The Home Office has announced that it will be taking over a project from the Treasury to create a new body to tackle economic fraud to replace the Serious Fraud Agency. The Home Office is to launch a consultation with key stakeholders on the project this spring, to decide whether this new Economic Crime Agency should be amalgamated with the already proposed National Crime Agency (successor to the Serous Organised Crime Agency). The consultation will also consider whether the new agency should have powers of prosecution as well as investigation. As the lead department, the Home Office will work with the Attorney General's office and others including the Ministry of Justice, the Treasury and the Cabinet Office.

In the past, politicians have expressed their concern over the lack of prosecution of those committing white-collar offences. Edward Garnier, solicitor-general, who is working alongside Nick Herbert, the Policing Minister, said: "There are a number of agencies all doing things slightly differently and in consequence things are falling between the grilles." It is hoped that re-structuring will coordinate various economic fraud bodies and end the current "piecemeal" approach to tackling white-collar crime. Ministers said they planned to have "the initial elements of the Economic Crime Agency in place in shadow form by the end of the summer".

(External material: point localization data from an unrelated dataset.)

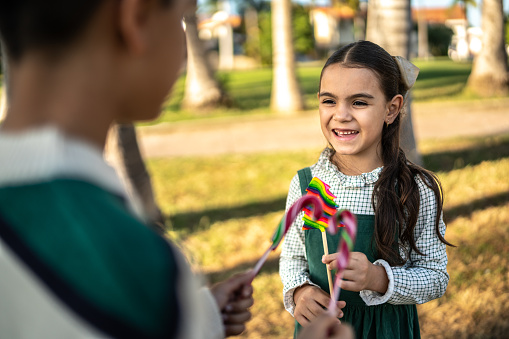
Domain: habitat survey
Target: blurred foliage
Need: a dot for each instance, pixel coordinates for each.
(302, 35)
(507, 29)
(439, 39)
(352, 3)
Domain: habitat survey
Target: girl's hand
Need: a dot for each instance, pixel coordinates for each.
(360, 274)
(326, 327)
(234, 297)
(311, 302)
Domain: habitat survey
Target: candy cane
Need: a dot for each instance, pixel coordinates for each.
(345, 246)
(287, 221)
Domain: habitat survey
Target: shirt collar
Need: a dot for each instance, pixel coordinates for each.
(360, 180)
(46, 153)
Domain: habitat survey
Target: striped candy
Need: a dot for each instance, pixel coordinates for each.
(320, 190)
(286, 222)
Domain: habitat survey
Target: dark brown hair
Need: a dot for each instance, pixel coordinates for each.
(49, 25)
(396, 196)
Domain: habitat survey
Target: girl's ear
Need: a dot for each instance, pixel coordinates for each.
(393, 108)
(133, 19)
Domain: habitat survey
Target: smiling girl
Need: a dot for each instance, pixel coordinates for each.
(399, 259)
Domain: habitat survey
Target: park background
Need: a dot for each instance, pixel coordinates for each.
(220, 164)
(221, 175)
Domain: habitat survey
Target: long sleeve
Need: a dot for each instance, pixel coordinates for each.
(293, 265)
(423, 277)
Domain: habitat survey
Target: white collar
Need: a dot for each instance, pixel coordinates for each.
(45, 153)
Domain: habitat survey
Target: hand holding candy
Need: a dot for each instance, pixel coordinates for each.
(345, 246)
(287, 221)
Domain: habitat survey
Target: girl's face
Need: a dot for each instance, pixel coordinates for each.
(353, 110)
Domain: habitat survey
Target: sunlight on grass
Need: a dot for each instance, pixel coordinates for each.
(439, 79)
(223, 211)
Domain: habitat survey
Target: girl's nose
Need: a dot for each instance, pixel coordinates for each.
(342, 114)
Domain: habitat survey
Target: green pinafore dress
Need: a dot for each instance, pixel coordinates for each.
(379, 321)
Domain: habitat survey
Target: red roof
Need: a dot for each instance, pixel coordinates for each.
(439, 15)
(342, 12)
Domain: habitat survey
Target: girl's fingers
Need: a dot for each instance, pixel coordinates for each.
(239, 305)
(235, 329)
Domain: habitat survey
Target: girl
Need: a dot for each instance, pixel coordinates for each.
(399, 258)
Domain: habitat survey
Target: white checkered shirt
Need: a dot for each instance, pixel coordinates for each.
(422, 278)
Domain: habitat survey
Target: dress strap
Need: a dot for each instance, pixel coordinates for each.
(305, 178)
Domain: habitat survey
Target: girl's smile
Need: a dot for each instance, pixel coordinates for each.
(353, 110)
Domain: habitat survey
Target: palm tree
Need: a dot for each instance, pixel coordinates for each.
(286, 96)
(389, 25)
(464, 4)
(489, 74)
(202, 90)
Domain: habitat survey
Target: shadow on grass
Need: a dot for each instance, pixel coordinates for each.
(270, 266)
(490, 149)
(466, 210)
(193, 221)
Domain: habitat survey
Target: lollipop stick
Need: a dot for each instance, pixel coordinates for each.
(260, 262)
(335, 293)
(326, 252)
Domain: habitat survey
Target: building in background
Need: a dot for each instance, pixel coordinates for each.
(465, 41)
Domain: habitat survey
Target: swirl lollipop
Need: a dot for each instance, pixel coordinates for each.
(321, 190)
(287, 221)
(345, 246)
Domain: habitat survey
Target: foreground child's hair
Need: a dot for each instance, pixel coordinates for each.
(396, 194)
(45, 26)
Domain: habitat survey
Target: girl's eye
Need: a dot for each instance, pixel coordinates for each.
(328, 102)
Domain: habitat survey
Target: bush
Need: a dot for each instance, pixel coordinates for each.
(439, 38)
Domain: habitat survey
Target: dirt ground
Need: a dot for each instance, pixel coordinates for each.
(262, 133)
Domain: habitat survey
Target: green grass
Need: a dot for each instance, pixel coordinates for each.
(223, 210)
(439, 79)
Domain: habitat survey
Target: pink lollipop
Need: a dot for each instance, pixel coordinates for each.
(287, 221)
(345, 246)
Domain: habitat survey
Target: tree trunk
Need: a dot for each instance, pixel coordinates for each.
(389, 25)
(123, 153)
(202, 90)
(3, 95)
(286, 96)
(489, 74)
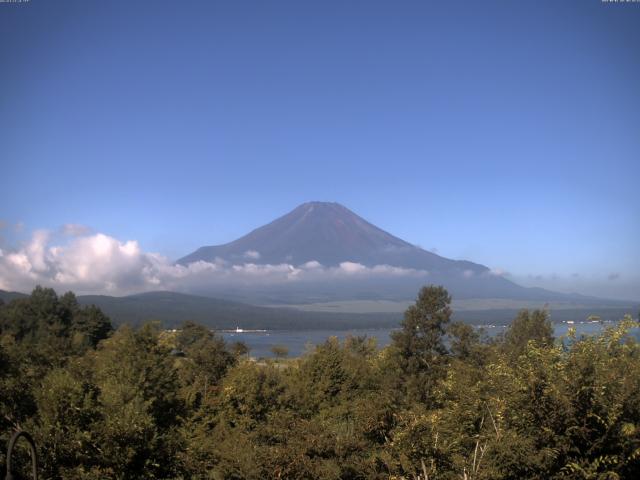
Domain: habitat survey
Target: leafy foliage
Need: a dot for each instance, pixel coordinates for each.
(441, 402)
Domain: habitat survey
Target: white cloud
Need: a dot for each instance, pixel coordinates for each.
(75, 229)
(99, 263)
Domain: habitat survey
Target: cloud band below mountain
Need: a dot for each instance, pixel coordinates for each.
(99, 263)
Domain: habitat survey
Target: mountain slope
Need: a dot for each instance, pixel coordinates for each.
(330, 234)
(172, 309)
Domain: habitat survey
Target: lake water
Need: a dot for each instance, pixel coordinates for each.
(260, 343)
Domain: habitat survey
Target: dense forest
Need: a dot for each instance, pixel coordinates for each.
(441, 402)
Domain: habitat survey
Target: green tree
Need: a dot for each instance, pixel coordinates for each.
(418, 347)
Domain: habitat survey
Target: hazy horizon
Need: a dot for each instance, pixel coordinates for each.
(505, 134)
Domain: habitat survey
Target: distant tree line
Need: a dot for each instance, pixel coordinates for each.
(442, 401)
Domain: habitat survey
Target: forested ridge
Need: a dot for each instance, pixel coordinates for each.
(441, 402)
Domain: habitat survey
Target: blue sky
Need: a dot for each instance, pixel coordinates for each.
(507, 133)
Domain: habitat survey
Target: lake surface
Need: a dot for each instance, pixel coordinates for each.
(297, 341)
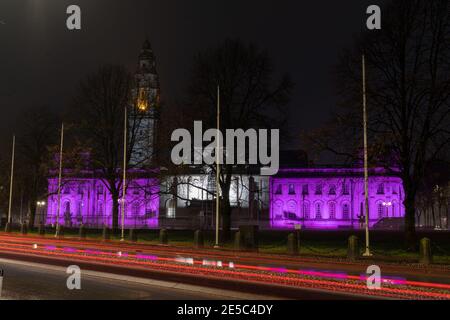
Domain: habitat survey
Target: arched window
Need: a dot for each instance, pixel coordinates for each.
(332, 210)
(318, 211)
(345, 211)
(278, 189)
(306, 211)
(381, 210)
(67, 207)
(136, 209)
(278, 210)
(332, 190)
(345, 189)
(100, 208)
(318, 189)
(394, 209)
(291, 189)
(171, 208)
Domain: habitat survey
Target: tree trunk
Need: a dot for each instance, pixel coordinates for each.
(226, 215)
(115, 213)
(410, 223)
(32, 208)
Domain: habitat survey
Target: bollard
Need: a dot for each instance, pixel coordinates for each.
(292, 245)
(133, 235)
(425, 254)
(163, 236)
(41, 229)
(82, 232)
(60, 231)
(237, 241)
(1, 282)
(23, 228)
(249, 237)
(106, 235)
(198, 239)
(353, 248)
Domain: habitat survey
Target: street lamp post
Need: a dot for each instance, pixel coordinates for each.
(40, 205)
(8, 225)
(217, 169)
(59, 180)
(366, 173)
(122, 207)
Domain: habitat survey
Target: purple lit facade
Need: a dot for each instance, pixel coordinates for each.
(87, 201)
(321, 198)
(332, 198)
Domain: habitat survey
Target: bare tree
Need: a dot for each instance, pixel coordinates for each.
(250, 98)
(408, 68)
(39, 130)
(98, 112)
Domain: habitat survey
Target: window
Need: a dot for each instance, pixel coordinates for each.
(381, 210)
(171, 208)
(291, 189)
(318, 211)
(332, 189)
(345, 211)
(345, 189)
(136, 209)
(305, 190)
(278, 189)
(332, 211)
(318, 189)
(306, 211)
(100, 208)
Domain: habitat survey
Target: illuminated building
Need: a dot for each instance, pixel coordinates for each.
(322, 198)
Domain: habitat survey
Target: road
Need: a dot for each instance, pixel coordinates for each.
(30, 281)
(250, 273)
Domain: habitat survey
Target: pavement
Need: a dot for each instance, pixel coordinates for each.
(245, 272)
(33, 281)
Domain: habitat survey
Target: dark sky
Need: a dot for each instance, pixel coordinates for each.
(41, 61)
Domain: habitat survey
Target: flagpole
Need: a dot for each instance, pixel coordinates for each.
(124, 175)
(11, 183)
(217, 168)
(366, 173)
(59, 180)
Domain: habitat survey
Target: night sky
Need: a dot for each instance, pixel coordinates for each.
(41, 61)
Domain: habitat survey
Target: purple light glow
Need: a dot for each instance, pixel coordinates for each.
(332, 198)
(88, 202)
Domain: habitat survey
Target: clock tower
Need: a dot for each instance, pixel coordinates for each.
(144, 115)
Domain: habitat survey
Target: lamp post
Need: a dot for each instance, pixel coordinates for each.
(122, 207)
(8, 224)
(216, 245)
(40, 205)
(366, 173)
(59, 180)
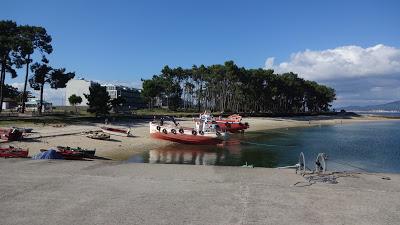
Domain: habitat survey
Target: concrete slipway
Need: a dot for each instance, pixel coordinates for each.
(106, 192)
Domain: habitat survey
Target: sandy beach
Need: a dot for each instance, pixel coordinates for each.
(121, 148)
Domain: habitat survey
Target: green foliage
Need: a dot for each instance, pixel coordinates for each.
(229, 88)
(75, 100)
(17, 44)
(116, 103)
(43, 73)
(11, 92)
(98, 100)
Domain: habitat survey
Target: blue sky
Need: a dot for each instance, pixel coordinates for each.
(124, 41)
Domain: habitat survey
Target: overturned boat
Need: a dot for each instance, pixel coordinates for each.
(12, 152)
(86, 153)
(10, 134)
(204, 132)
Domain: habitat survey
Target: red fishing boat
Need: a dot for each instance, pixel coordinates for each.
(10, 134)
(232, 124)
(204, 132)
(12, 152)
(117, 131)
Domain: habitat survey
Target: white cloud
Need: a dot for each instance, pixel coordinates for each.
(341, 62)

Although this news is welcomed by most government agencies involved, some have expressed concern over the re-organisation. Under the Treasury proposals, the Financial Services Authority successfully fought to retain its powers to police insider-dealing and Mr. Herbert has said that the City of London police will retain its role as the main anti-fraud force after the creation of the new agency. Adrian Leppard, the City of London police commissioner, agreed that the various bodies needed to work more closely together, but said he did not believe a "structural" solution was necessary.